Friday, June 10, 2011

You don't have to act on every impulse

I got on the elevator this morning after buying my Cherry Coke Zero, the lifeblood of my workweek, at the canteen store in the sub-basement. Another woman gets on. I'm standing in the elevator operator position so I say ask her which floor she wants to go to. She says "lobby". Because our building's elevator software is programmed to always stop on the first floor, instead of pressing the 'L' button, I said "oh, ok. We'll hit that on the way up."  All of the elevators are programmed that way. It is inconvenient, but everyone knows the deal. I think she felt slighted that I didn't act on her request, so instead of just trusting me that the elevator would stop where she wanted, she reaches over to push the button. But it was too late, we were already there, the doors were already opening. Just as I said they would. I think it was less about being correct than it was that my response didn't meet to her expectation that I would act on her request.

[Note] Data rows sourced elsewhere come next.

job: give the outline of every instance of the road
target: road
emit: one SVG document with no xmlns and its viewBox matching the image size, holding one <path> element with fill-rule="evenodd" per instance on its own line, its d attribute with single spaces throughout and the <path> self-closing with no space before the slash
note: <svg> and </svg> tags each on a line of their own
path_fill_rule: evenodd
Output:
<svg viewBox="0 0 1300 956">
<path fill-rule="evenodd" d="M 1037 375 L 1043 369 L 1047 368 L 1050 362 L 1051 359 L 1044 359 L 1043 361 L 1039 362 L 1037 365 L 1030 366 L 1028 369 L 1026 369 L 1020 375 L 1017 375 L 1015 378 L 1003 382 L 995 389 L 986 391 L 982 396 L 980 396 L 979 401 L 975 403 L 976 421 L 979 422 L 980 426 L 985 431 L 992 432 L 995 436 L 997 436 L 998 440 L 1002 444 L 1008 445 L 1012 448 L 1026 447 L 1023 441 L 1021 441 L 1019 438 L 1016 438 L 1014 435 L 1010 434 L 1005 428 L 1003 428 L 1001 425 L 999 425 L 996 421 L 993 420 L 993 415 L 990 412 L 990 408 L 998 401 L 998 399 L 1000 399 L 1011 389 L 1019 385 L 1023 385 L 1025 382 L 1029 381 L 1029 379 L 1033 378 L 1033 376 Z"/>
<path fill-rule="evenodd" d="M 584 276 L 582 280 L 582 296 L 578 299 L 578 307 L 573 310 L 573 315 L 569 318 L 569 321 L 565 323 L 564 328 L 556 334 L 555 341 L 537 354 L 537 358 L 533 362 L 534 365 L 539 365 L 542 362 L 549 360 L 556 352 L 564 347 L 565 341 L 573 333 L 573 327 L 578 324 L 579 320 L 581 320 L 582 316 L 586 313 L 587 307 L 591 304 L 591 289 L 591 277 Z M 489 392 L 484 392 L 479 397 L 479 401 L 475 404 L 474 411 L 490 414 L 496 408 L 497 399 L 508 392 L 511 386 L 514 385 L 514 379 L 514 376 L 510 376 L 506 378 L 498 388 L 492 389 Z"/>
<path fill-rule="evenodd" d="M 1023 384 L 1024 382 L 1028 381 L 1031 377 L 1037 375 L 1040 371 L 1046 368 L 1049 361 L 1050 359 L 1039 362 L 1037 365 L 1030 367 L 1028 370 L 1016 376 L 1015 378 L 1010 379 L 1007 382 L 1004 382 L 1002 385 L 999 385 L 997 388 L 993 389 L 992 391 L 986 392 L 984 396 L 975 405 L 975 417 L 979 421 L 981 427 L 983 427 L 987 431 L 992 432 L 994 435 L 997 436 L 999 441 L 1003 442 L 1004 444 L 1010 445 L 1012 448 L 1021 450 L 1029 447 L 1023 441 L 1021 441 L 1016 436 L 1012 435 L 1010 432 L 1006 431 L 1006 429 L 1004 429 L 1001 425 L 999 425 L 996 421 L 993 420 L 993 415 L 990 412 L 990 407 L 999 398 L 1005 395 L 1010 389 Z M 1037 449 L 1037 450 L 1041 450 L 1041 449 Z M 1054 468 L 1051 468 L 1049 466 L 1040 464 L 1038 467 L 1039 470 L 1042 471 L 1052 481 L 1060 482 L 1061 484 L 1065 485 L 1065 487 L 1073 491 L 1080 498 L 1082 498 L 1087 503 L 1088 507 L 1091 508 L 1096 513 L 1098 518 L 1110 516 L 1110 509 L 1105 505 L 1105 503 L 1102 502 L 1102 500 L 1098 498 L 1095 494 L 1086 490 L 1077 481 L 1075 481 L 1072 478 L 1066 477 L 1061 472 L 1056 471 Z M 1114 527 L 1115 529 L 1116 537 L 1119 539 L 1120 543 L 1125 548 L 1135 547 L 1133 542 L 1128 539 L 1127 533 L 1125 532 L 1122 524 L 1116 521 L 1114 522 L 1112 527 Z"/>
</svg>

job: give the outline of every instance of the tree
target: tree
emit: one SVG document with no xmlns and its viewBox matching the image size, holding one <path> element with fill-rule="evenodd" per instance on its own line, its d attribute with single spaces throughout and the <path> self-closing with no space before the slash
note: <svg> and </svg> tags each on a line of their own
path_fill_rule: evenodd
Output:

This interaction got me thinking - a lot of people demand action. The economy's bad, do something! $787 billion stimulus didn't work, do some more! Oh shit, my portfolio is down 30%, these stocks are no good, I need to sell them!

But that's not the case. When things are happening, you don't have to participate, especially with investing. Sometimes the best course is inaction. If the pain is too unbearable, don't log into the accounts, throw away the monthly statements unopened. By all means, know what's going on with the companies you invest in, but ignore Mr. Market. You don't have to trade with him.

The point is, if you become aware of some of our tendencies as people that you can correct those behaviors. So don't automatically call for something to be done just because you perceive there to be a problem. A lot of the time, things resolve themselves.